Junior Year, By Presley Barnes

My Junior Year

By Presley Barnes

My Junior year of highschool began on a Thursday. The August air seemed like a federal crime against my lungs, the humidity was equivalent to standing directly in front of a space heater. The sound of the engine  as my mom drove away formed a tight feeling in my chest as I watched the dark charcoal truck drive beyond the horizon. Entering the heavy steel doors, I was suffocated with the typical smell of Pine Sol cleaner sparkling off the tile floors, reflected by dimly lit beams of light installed in the ceiling. I was drowning in self pity. My schedule--as usual was incorrect, and trudging through the packed hallway only seemed to increase my anger. I stomped through the hallway like a dramatic 20th century cartoon character. The weight of my backpack stuffed with blank notebooks seemed to press into my heels, heightening the force of my feet as they slammed into the new tile. As I entered what appeared to be to be a facade of an African American Studies class, I involuntarily placed myself into a stuffy room that seemed equivalent to a cell while waiting for any chance at an appeal for my release. I considered myself a prisoner to an education system I could not identify with and a culture that I thought I knew.  My only source of freedom--I thought was through the images I spray painted onto my paper like a graffiti wall in downtown Chicago. Words thrown together like a word scramble sheet, seemingly lost as they traveled through the lines of my college ruled paper. I was trapped within the depths of my writing, yet my life seemed just as disjointed as my work. I clung to a false identity in a culture I had no identification with, trying to placate myself in a fictitious version of reality. 

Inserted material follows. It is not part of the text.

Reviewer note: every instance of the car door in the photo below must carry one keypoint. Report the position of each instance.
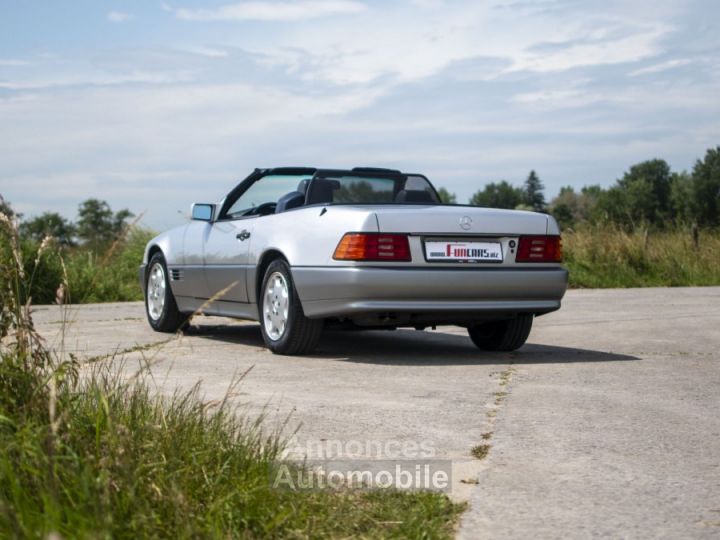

As I looked around sitting in a straight back chair and a polished desk doused in clorox. Trapped finely between the two, I found myself lost in a classroom filled with African American girls, a room filled with a stream of different hues as if the sun herself crafted each of us finely in her presence. My image was reflected through a mirror of myself and I became enticed with streams of brown skin, my brown eyes reflected like a dull glass in other sparkling eyes. I was a lone wolf in my own pact. A history my peers were fond of, remained unfamiliar with me. As if randomly placed under the beaming ultraviolet light to be judged for ignorance, I was ashamed that my honor student status was no longer a badge of pride in this classroom.  

My junior year of highschool began with a soft voice of wisdom of my teacher marked with selflessness and empathy. The first day of class, we were remarked as beautiful in a society where our skin was constantly a victim of war and the accused on trial. Like a civil rights activist, I was trained to be the prosecutor against ignorance instead of the victim to it. I became the judge, jury, and prosecutor in my own trial.  I was no longer fighting a physical war of slavery, but a mental one. As time progressed, I inherited an understanding of my beauty.  My pencil, once dulled by the marking of words randomly placed, was now sharp as if untouched replaced by a thin ink pen. What I said could no longer be forgotten, erased by a nice fifty-cent eraser from office depot. My history was rich and plentiful, yet secretive and infamous.  It was to be handled like an ancient sword.  I was drowned in beauty, knowledge apart from everyday ignorance until the point I became a soldier to the belief of a better world.  Like sun rays blocked by clouds on a rainy day, my existence was a necessity yet a threat on the everyday life. My feet became lighter and quicker as I, like my words, had a purpose. My dull eyes began to reflect a gleam like  polished family china. I no longer stomped through the hall, demanding my presence be acknowledged, instead I became another wave in the sea of students, acknowledging the beauty of other presences that surrounded me.

My junior year of highschool ended with chilling silence. An education I once viewed as a prison, began to look like a moving corporation running through my fingers. I was the Ransom E. Olds of my own assembly line of life. My pencil, once dulled by the marking of words it randomly placed, was now sharp as if untouched replaced by a thin ink pen. My spray painted words were crafted into a fine cartography of poetry displaying my story like an ancient artifact through a thin glass window. My junior year, I an activist, and a poet and myself.